Access to consumer data could transform advice practices and see financial plans become a living benchmark that improves our relationship with money.
The Consumer Data Right (CDR) has the potential to be a rather dry topic. However, when you consider the transformative power of data and what it can do for your business and your relationship with your clients, it becomes a lot more compelling.
The true cost of advice
The FPA has a clear and simple message when it comes to the role of consumer data in financial advice: we see the potential for it to create efficiencies and improve the advice process.
Our policy platform recommends that CDR should be extended to superannuation products and be designed to allow financial planners who have been authorised by clients to act on their behalf by accessing their financial data.
There are significant opportunities for innovative practices or new third-party providers to analyse and harness this data and use it to create more efficient processes.
The FPA wants to create an environment with as few roadblocks as possible in the delivery of quality and accessible advice to Australians.

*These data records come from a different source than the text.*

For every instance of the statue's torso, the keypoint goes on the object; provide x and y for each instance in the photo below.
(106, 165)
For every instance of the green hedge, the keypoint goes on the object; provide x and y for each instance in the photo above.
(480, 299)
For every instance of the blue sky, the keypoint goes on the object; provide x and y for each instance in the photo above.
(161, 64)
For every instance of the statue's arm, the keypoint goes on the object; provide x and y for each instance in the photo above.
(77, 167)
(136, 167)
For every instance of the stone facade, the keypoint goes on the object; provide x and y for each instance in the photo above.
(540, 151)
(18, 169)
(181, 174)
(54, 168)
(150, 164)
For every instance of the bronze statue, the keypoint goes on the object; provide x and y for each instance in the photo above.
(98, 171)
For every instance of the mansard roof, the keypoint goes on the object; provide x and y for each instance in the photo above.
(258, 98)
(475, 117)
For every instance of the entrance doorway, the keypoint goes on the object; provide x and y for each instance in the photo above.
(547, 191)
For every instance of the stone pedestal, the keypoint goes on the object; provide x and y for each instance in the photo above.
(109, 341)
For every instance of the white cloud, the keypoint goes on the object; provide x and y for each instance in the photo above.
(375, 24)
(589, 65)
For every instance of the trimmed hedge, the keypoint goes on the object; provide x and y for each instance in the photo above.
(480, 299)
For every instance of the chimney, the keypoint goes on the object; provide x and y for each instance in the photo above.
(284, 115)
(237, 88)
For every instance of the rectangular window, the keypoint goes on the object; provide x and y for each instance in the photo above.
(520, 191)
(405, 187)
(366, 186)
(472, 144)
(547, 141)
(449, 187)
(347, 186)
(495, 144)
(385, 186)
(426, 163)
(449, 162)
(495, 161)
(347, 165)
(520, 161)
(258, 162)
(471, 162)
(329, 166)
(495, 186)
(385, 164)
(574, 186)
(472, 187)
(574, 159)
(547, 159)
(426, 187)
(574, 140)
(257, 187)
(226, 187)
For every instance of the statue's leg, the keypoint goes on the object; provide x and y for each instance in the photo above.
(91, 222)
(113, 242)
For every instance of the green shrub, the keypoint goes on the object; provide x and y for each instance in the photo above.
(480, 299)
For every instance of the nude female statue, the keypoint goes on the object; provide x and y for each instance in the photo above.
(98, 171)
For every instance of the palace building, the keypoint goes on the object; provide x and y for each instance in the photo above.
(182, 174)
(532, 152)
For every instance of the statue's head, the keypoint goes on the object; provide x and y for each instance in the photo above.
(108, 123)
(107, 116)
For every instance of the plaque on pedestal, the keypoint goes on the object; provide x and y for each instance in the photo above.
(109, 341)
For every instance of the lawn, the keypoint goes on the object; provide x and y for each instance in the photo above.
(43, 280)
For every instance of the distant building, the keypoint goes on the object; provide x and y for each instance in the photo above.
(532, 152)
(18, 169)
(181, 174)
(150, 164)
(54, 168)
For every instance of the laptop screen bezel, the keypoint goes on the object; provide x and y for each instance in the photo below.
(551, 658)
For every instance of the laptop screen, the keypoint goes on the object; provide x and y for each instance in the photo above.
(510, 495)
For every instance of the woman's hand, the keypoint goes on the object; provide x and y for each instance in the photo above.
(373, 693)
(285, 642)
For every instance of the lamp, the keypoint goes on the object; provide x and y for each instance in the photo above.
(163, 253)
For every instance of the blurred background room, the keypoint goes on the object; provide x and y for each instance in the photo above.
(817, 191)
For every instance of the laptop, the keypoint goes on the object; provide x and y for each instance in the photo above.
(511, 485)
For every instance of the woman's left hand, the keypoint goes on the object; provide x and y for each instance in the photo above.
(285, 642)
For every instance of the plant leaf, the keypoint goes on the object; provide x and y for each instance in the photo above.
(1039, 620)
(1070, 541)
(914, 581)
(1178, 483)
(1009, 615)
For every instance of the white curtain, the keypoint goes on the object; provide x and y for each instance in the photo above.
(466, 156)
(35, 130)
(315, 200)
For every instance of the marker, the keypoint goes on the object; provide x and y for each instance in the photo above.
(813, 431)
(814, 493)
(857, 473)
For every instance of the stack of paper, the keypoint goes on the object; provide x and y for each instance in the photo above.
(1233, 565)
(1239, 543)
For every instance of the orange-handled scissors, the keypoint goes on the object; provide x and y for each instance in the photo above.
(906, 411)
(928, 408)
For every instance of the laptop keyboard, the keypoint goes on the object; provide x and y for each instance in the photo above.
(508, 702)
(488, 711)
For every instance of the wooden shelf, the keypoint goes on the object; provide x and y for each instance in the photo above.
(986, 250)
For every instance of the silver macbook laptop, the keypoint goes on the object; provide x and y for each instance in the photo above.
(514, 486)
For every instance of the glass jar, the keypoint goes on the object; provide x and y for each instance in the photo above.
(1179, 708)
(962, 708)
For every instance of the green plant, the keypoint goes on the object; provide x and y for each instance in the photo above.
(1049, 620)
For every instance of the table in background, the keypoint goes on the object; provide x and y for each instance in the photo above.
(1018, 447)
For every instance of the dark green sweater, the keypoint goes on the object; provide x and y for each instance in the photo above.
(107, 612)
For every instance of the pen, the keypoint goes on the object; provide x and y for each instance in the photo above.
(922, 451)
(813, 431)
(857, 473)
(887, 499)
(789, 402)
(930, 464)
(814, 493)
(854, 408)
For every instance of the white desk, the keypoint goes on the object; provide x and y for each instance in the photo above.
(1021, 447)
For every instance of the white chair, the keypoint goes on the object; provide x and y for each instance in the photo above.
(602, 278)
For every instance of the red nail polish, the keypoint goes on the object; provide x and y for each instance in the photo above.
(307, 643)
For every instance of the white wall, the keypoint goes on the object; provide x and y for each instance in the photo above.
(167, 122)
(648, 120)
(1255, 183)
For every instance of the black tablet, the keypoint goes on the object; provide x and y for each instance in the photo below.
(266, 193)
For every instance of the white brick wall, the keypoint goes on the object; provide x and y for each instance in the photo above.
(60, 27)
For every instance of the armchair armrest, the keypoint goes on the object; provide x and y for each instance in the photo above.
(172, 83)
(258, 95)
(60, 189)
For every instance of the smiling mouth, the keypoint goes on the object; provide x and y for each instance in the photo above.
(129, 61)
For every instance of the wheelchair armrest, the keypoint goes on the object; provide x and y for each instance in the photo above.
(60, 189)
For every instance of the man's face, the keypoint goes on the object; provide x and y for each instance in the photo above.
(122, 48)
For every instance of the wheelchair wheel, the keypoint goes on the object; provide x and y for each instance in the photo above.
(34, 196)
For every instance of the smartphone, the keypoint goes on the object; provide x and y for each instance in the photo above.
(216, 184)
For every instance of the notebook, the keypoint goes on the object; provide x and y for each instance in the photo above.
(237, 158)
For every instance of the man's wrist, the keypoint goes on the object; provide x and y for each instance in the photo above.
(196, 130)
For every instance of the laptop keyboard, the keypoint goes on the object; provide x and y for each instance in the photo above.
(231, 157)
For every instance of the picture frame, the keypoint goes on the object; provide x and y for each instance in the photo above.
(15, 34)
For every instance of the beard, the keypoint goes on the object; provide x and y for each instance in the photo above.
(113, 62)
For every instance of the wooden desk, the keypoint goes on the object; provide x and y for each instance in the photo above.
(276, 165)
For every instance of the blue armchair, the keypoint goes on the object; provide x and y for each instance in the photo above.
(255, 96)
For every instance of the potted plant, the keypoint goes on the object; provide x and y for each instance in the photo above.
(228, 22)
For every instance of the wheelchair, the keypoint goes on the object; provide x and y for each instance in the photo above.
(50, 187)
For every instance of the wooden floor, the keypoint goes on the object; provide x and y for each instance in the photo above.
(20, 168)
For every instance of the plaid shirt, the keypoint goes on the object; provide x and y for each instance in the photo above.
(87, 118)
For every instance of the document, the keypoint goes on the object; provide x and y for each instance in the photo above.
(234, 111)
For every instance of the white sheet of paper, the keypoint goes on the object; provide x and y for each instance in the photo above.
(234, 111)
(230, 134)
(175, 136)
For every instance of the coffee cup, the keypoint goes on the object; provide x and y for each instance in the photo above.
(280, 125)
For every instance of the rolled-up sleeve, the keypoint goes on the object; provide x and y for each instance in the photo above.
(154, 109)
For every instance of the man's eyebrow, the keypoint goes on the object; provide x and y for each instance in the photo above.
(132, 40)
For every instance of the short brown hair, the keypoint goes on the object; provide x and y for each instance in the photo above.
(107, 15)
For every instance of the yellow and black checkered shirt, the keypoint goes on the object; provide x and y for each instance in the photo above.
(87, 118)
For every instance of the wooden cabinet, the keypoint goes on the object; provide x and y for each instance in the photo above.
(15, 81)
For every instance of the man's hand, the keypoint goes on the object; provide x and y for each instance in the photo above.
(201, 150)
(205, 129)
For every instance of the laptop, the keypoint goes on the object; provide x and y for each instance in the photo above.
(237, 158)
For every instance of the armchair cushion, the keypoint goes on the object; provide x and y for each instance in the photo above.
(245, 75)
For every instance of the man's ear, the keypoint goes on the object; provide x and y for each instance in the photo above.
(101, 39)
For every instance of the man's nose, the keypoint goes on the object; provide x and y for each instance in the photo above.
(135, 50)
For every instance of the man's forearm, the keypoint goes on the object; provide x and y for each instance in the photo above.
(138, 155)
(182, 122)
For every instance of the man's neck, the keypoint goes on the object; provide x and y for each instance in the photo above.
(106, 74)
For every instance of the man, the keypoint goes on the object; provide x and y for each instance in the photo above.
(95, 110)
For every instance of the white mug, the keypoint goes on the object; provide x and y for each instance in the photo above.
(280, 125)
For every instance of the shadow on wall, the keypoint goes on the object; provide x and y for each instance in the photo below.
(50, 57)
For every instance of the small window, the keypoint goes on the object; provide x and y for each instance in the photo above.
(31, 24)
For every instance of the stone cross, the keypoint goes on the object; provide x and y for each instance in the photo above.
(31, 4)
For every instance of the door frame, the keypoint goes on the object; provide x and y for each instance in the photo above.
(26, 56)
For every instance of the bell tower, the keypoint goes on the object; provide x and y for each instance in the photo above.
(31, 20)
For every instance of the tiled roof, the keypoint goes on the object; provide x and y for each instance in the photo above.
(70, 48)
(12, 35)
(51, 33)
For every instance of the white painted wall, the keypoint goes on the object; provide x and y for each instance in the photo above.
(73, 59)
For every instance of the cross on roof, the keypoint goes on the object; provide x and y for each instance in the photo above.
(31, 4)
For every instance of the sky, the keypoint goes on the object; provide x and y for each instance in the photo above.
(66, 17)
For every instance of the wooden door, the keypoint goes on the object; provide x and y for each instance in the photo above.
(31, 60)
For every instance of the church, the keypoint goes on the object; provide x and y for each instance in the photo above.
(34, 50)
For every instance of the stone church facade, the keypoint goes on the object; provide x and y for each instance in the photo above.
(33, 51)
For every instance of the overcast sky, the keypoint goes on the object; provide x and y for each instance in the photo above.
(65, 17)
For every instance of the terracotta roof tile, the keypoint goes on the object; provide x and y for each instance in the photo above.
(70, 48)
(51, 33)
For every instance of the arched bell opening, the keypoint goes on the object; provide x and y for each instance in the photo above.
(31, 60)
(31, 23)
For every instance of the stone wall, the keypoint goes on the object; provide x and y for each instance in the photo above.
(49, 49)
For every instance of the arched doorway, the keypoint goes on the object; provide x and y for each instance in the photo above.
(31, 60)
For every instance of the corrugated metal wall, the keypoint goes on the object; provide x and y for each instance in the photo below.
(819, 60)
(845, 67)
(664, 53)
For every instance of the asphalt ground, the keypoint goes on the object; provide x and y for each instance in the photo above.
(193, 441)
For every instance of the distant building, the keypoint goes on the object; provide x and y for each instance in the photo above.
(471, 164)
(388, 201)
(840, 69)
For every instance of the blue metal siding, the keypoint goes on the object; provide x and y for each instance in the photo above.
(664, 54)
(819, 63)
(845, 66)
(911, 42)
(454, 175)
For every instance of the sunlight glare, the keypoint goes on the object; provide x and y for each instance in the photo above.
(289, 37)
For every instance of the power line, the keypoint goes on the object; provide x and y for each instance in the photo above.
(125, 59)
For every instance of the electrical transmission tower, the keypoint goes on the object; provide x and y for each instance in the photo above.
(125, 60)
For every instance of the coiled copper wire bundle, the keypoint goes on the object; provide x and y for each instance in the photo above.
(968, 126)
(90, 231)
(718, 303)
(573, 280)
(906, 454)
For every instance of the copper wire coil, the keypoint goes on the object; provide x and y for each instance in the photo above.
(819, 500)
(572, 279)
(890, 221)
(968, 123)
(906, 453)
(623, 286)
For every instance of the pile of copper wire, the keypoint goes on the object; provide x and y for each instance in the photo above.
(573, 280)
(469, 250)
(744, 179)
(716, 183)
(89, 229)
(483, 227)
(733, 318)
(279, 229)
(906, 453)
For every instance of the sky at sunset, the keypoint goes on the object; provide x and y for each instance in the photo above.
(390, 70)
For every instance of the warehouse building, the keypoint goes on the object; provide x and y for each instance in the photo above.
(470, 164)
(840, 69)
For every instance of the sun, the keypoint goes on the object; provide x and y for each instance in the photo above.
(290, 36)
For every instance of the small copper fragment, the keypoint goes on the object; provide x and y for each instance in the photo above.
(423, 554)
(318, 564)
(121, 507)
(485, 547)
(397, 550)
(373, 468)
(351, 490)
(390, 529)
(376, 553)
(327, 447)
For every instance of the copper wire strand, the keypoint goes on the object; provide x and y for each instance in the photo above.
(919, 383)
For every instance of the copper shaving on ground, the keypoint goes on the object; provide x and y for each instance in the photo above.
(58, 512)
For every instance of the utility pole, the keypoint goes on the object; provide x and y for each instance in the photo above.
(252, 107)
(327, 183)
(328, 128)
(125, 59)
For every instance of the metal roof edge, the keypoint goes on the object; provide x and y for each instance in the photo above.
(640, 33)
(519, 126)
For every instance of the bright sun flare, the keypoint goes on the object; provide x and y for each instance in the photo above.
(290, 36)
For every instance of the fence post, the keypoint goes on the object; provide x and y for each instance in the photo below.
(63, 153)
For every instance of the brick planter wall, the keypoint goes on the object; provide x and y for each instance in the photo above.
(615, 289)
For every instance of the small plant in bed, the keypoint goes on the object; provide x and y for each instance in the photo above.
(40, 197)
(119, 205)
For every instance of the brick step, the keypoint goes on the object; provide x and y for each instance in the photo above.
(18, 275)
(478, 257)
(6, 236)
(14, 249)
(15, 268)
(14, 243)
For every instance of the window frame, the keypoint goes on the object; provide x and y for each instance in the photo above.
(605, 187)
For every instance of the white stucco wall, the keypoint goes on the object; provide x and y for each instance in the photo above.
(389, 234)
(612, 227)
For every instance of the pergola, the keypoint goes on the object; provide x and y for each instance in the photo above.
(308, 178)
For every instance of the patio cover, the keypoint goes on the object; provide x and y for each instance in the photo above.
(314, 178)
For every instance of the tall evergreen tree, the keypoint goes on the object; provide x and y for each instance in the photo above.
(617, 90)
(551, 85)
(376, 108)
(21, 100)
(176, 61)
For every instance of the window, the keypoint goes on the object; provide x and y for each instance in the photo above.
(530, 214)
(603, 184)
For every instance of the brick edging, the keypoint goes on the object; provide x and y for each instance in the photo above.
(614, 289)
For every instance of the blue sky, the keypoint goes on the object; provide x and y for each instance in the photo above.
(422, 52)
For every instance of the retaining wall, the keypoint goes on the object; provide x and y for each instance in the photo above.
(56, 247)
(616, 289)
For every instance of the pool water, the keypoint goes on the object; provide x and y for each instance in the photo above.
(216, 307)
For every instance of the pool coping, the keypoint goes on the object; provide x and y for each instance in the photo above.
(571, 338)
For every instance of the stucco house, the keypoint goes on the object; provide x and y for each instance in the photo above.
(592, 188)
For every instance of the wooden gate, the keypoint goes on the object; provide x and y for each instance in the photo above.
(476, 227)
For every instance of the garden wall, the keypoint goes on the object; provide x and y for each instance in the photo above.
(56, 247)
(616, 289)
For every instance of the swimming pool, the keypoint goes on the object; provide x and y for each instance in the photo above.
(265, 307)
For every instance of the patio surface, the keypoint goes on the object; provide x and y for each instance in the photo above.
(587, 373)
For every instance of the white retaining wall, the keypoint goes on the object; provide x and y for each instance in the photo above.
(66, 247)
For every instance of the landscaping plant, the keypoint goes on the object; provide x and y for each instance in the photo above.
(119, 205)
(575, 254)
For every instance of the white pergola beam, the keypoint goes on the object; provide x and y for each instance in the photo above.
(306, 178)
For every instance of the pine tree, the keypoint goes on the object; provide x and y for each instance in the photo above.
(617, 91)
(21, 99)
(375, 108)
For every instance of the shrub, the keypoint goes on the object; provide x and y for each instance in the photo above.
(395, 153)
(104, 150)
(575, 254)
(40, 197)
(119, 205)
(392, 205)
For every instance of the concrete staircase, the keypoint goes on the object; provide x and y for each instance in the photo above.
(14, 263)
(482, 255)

Some of the major barriers currently preventing the flow of quality advice are the inefficient processes in the back end of a planning practice: the administration work and growing compliance tasks.
Ultimately, a client should be paying for a planner’s skill and expertise – that is the true cost of providing quality advice. It should not be attributed to administration, compliance, and back-end systems. Introducing efficiencies to support advisers is therefore critical. We believe CDR could hold the key to creating significant efficiencies in advice practices.
Enhanced advice experience
Put simply, the CDR has the potential to allow financial planners to better understand their clients and Australians to have a better relationship with their finances.
Financial planners are often reluctant to embrace new technology. Most are unwilling to invest time into understanding how it can be used effectively. One of the positives to come out of the COVID-19 pandemic is that it has forced the profession to utilise the digital tools that have always been available to them but seldom used.
Like technology, data must be integrated into a business. It is not something that can simply be bolted on. There is a lack of understanding, not just among planners but their clients as well, about the power of the technology and data available to them. Consider how we use our smartphones or personal computers; we have only just scratched the surface of how these everyday devices can help us.
If implemented into an adviser’s business, consumer data has the potential to dramatically improve the advice experience as planners become more informed about their clients.
Where the power of data can really shine is with the implementation and the management of one’s financial plan. Rather than sitting in a client’s drawer for a year until their next review, this critical document can effectively be brought to life and inform the way your clients behave financially.
Imagine a world where you have access to your clients’ data in real-time and both parties can see the same information on an app or dashboard. Every time the client does something outside their financial plan, the app or dashboard will show the real-life consequences of their behaviour and what it means in relation to their financial plan.
Rather than waiting for their next review to tell them they have gone over budget and made the wrong financial decisions, imagine a time where you can provide timely advice as these events occur.
Now visualise your clients at a barbeque, pulling their mobile phone out and showing their friends and family what a live financial plan looks like. Pretty compelling, isn’t it?
Small corrections along the road are always better than a sudden swerve to avoid catastrophe. That is the potential transformative power of customer data in financial planning. It is about gaining a better understanding of your clients and a clearer picture of their finances so you can provide them with quality advice when it matters most.